Ashina Nishufu () (r. 679–680) was a member of the Ashina family that revolted following the fall of the Eastern Turkic Khaganate. He revolted against Tang dynasty to restore the Turkic Khaganate.

Revolt
In 679, Ashide Wenfu and Ashide Fengzhi, who were Turkic leaders of the Chanyu Protectorate, declared Ashina Nishufu as qaghan and revolted against the Tang dynasty. In 680, Pei Xingjian defeated Ashina Nishufu. Ashina Nishufu was killed by his men. 54 Göktürks including Ashide Wenfu and Ashina Funian were publicly executed in the Eastern Market of Chang'an.
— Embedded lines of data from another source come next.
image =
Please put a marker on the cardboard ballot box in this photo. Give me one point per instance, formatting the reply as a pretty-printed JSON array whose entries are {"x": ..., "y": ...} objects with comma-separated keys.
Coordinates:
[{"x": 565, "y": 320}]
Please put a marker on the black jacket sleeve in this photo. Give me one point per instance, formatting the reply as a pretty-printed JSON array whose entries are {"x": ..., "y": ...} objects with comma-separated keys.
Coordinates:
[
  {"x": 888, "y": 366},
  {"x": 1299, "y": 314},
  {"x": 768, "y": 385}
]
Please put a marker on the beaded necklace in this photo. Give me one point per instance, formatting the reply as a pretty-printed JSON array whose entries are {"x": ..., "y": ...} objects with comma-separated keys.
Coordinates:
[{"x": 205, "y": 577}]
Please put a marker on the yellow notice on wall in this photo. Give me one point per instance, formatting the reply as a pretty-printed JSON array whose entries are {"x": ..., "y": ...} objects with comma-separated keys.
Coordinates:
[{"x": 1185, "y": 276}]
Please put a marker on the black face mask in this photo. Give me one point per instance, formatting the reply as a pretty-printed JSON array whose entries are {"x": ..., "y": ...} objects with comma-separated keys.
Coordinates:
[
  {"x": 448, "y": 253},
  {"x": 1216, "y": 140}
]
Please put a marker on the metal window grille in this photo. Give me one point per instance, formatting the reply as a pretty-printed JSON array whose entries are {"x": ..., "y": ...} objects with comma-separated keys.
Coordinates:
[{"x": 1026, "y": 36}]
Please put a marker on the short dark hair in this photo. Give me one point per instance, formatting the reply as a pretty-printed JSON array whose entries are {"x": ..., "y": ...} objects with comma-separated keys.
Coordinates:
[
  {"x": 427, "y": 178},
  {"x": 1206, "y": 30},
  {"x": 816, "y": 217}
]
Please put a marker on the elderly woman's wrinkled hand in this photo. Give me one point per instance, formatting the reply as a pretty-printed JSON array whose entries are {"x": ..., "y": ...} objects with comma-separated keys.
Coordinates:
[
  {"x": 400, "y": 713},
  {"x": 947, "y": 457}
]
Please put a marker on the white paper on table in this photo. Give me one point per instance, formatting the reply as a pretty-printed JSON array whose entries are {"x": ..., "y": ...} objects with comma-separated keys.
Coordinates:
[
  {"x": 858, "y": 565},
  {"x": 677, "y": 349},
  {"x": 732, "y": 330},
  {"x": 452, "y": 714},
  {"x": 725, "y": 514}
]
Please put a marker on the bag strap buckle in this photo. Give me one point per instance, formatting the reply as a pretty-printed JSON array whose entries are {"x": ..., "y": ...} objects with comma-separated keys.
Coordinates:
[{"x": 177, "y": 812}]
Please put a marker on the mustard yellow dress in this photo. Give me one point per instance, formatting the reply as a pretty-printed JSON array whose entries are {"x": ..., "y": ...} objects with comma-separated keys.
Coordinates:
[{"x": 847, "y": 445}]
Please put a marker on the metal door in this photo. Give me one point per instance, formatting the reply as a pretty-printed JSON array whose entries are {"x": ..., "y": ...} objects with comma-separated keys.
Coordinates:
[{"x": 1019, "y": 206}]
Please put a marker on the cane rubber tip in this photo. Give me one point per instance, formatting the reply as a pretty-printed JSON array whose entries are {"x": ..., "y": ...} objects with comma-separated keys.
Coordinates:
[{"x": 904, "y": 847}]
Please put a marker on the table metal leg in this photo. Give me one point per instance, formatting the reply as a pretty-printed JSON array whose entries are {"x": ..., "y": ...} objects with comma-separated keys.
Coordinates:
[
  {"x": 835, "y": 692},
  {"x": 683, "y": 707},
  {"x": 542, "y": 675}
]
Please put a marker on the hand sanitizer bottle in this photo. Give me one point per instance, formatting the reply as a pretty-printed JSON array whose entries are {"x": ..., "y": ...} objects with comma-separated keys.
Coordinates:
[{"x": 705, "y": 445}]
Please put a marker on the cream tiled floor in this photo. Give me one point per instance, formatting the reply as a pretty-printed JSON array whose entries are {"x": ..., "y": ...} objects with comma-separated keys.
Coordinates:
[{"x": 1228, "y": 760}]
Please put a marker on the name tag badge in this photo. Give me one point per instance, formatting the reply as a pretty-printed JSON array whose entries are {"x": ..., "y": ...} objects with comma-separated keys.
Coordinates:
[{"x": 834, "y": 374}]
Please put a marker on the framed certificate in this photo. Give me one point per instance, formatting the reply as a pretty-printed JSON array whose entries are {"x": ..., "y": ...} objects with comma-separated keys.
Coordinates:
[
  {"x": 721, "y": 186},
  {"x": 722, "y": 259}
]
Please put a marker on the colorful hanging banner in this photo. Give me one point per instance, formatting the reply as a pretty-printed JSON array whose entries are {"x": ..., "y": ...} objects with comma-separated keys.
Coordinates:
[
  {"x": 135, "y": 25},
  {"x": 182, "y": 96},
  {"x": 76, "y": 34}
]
According to Tonyukuk, the attempt of the Ashide Wenfu and Ashide Fengji to revolt against the Chinese and set to the throne a qaghan was legitimate action and it was the people's fault that they deposed and killed him subduing themselves again to the Chinese.

Etymology
His name combines two titles: the first 泥熟 (EMCh: *niei-źiuk) < nīžuk, possibly identifiable with nezak, a non-Turkic title of unknown etymology, formerly used by Hephthalites and later adopted and re-used by the Turks; the second 匐 (MC: *bək̚) transcribes Turkic bäg.